Las Series Mundiales de 1975 son tenidas por unas de las mejores de la historia. El enfrentamiento entre la Big Red Machine de Pete Rose, Johnny Bench y Joe Morgan y los Red Sox de Jim Rice, Cartlon Fisk y un crepuscular Carl Yastrzemski se fueron hasta el séptimo partido. La serie dejó además uno de los momentos más icónicos de la historia del deporte americano. Ese en que Fisk empata la serie a tres victorias al “ordenarle” a una bola elevada que se no se saliera por la zona de falta.
El cuandrangular de Fisk mandó el Clásico de Otoño al séptimo partido y obligó a los managers a exprimir todavía más a sus rotaciones. Los Reds lo tuvieron más fácil. Su ace, Don Gullet, fue el elegido. En los Red Sox había alguna que otra duda. Luis Tiant, número uno de la rotación de Boston, había lanzado en el sexto. Eso convertía a Bill Lee en la opción menos mala.
Sparky Alderson, manager de Cincinnati, era consciente de la dudas que Lee despertaba y quiso ponerle algo de picante al duelo. “No sé a quién diablos van a elegir los Red Sox”, diría antes del partido. “Lo que sé es que mi lanzador (Gullet) acabará yendo al Salón de la Fama”. Lee entendió perfectamente las insinuaciones de Alderson y su respuesta hizo que el garito del que vamos a hablar hoy pasara a formar parte de la idiosincrasia del béisbol para siempre. “Me importa un pito a donde vaya a ir Gullet”, contestaría Lee. “A donde voy a ir yo desùés del partido es al Eliot Lounge”.
El Eliot Lounge fue fundado por dos hermanos a su vuelta de la II Guerra Mundial. El bar no tuvo mucho éxito durante sus primeras décadas de existencia. No tenía nada que lo hiciera atractivo. Se servían cocktails baratos y comida mala. A principios de los setenta estaba al borde de la quiebra. Es entonces cuando Tommy Leonard entró en escena. Leonard era un ex marine obsesionado con las carreras de fondo. En 1972 empezó a trabajar en el Eliot y lo convirtió en el centro de reunión de todos los runners de Boston (conviene matizar que por aquellos años eran auténticos marcianos a los que todo dios veían como inadaptados. El running no era la moda que es a día de hoy).
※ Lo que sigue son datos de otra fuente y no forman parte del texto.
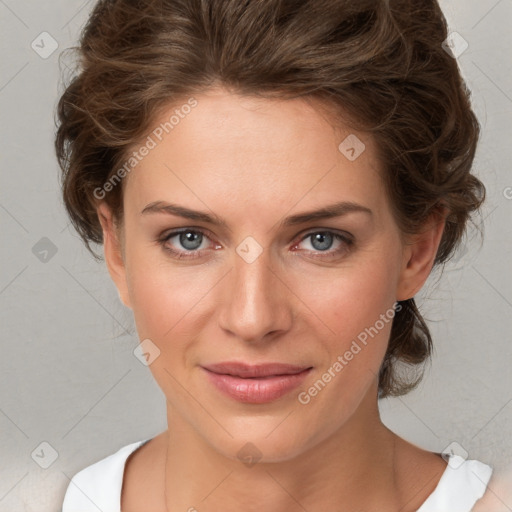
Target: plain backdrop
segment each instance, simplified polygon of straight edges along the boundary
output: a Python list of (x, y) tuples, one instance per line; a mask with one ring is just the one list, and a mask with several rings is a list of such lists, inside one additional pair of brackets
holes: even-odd
[[(93, 4), (0, 0), (1, 511), (60, 510), (77, 471), (166, 428), (164, 396), (133, 354), (131, 311), (60, 199), (58, 56)], [(512, 458), (512, 0), (441, 6), (468, 44), (457, 60), (482, 125), (474, 169), (488, 192), (475, 219), (484, 240), (470, 231), (442, 277), (429, 278), (418, 303), (432, 363), (417, 390), (380, 407), (409, 441), (502, 468)]]

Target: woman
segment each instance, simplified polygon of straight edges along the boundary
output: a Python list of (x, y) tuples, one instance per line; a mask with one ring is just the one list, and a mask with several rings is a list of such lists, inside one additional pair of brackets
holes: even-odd
[(75, 475), (63, 512), (481, 498), (488, 465), (378, 410), (421, 378), (414, 296), (485, 195), (445, 19), (412, 4), (96, 5), (58, 108), (63, 197), (104, 244), (168, 428)]

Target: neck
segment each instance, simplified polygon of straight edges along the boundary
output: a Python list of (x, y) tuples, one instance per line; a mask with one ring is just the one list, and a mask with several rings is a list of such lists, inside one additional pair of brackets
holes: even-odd
[[(168, 405), (167, 510), (399, 509), (397, 436), (382, 424), (374, 394), (364, 402), (342, 428), (322, 440), (311, 439), (309, 446), (294, 446), (289, 432), (295, 451), (278, 460), (247, 445), (247, 439), (229, 439), (225, 444), (234, 448), (221, 451)], [(237, 456), (244, 446), (255, 464)]]

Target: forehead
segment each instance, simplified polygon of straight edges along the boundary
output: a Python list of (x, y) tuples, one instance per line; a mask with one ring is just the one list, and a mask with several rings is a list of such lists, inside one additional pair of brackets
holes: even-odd
[[(219, 89), (194, 100), (192, 108), (185, 108), (187, 100), (169, 106), (152, 125), (153, 147), (126, 187), (139, 211), (166, 196), (187, 197), (196, 206), (201, 197), (223, 207), (243, 201), (256, 211), (263, 201), (291, 206), (302, 198), (306, 207), (327, 200), (379, 200), (382, 182), (373, 141), (334, 125), (314, 101)], [(360, 154), (349, 159), (346, 149), (354, 142)]]

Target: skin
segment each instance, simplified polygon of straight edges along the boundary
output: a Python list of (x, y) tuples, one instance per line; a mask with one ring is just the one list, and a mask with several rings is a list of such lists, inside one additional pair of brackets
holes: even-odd
[[(416, 510), (446, 463), (380, 420), (377, 375), (391, 322), (308, 404), (297, 395), (396, 301), (421, 289), (444, 221), (403, 238), (373, 141), (357, 133), (366, 148), (348, 160), (338, 145), (353, 132), (334, 127), (314, 102), (220, 88), (195, 98), (192, 112), (125, 178), (121, 232), (98, 205), (110, 275), (140, 340), (160, 350), (149, 368), (168, 413), (168, 429), (127, 461), (123, 512)], [(215, 214), (227, 227), (142, 215), (153, 201)], [(338, 201), (373, 214), (279, 224)], [(179, 228), (203, 231), (199, 257), (177, 259), (158, 243)], [(326, 230), (350, 233), (355, 243), (333, 238), (322, 250), (306, 236)], [(236, 252), (248, 236), (263, 248), (252, 263)], [(179, 236), (165, 244), (187, 252)], [(243, 404), (200, 368), (227, 360), (313, 370), (275, 402)], [(251, 467), (237, 457), (247, 442), (261, 453)]]

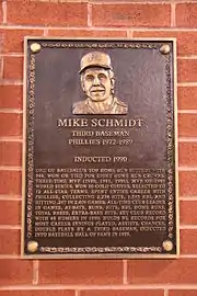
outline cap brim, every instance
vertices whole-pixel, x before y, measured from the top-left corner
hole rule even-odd
[[[107,70],[112,70],[112,67],[109,67],[109,66],[106,66],[106,65],[97,65],[97,64],[95,64],[95,65],[89,65],[89,66],[86,66],[86,67],[83,67],[80,71],[79,71],[79,73],[81,73],[81,72],[83,72],[84,70],[86,70],[88,68],[104,68],[104,69],[107,69]]]

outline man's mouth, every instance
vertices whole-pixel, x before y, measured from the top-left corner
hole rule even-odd
[[[91,92],[95,92],[95,93],[103,93],[105,90],[103,89],[94,89],[94,90],[91,90]]]

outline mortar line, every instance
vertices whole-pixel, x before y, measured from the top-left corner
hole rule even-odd
[[[128,284],[128,274],[127,274],[127,260],[123,261],[123,283],[124,285]]]
[[[88,3],[88,14],[86,14],[86,23],[89,27],[92,27],[92,4]]]
[[[33,285],[38,285],[39,282],[39,261],[34,260],[33,261]]]
[[[0,287],[0,291],[38,291],[38,289],[74,289],[76,285],[63,285],[63,284],[45,284],[45,285],[4,285]],[[91,289],[111,289],[111,291],[118,291],[118,289],[197,289],[197,284],[141,284],[141,285],[78,285],[79,291],[91,291]]]
[[[7,1],[2,1],[3,24],[7,24]]]
[[[176,26],[176,13],[175,13],[176,4],[171,3],[171,26]]]

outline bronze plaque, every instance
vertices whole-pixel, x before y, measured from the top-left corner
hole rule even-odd
[[[174,39],[26,38],[22,254],[176,257]]]

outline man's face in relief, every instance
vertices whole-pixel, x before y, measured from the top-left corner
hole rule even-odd
[[[103,102],[111,96],[112,80],[108,70],[100,67],[88,68],[81,79],[83,91],[92,101]]]

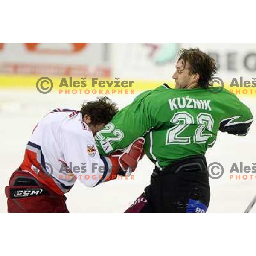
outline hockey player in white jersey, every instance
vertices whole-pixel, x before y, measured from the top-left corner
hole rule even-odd
[[[115,156],[100,156],[95,144],[94,136],[117,111],[104,97],[84,104],[80,111],[57,108],[44,116],[6,188],[8,212],[68,212],[64,194],[76,180],[94,187],[125,174],[129,166],[134,171],[143,154],[143,138]]]

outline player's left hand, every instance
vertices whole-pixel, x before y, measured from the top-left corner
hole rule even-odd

Poco a poco el Eliot se fue transformando en una auténtica institución bostoniana. Hasta el punto de que se convirtió en lugar de peregrinación para todos aquellos que el tercer lunes de abril conseguían finalizar la maratón de Boston. Esto no es casual, el Eliot estaba a escasos 700 metros de la línea de meta. De sus paredes empezaron a colgar fotos de los ganadores de la prueba y todo tipo de recuerdos que los aficionados decidían dejar allí.
En 1975 el corredor Bill Rodgers ganaba la primera de sus cuatro maratones de Boston y registraba un nuevo récord americano. Cuando los periodistas le preguntaron sobre cómo pensaba celebrarlo no dudo: “Voy a ir al Eliot a tomarme una cerveza”.
Bill Lee y algún otro jugador de los Red Sox lo convirtieron en uno de sus lugares de ocio predilecto. Lee ha contado en sus memorias que lo mejor de ser deportista profesional es que había gente que le daba cosas gratis solo para salir con él. Asegura que un médico que conocía le suministraba cocaína de uso médico a él y a otros jugadores de los Red Sox. Esa cocaína era dispuesta en dos rayas interminables en la barra del bar y dos equipos de tres peloteros disputaban carreras de relevos en las que ganaba el equipo que conseguía esnifarse la raya primero.
Los que lo conocieron dicen que el Eliot era ante todo un punto de encuentro para los runners, pero que también fue una versión asalvajada del Cheers televisivo. Desafortunadamente el Eliot Hotel, en cuyos bajos se encontraba el bar, fue reformado en 1996. Uno de los puntos fuertes de aquellas reformas fue sustituir el bar por un restaurante modelno. Ya saben lo que cantaban los Mighty Mighty Bosstones: I want my city back.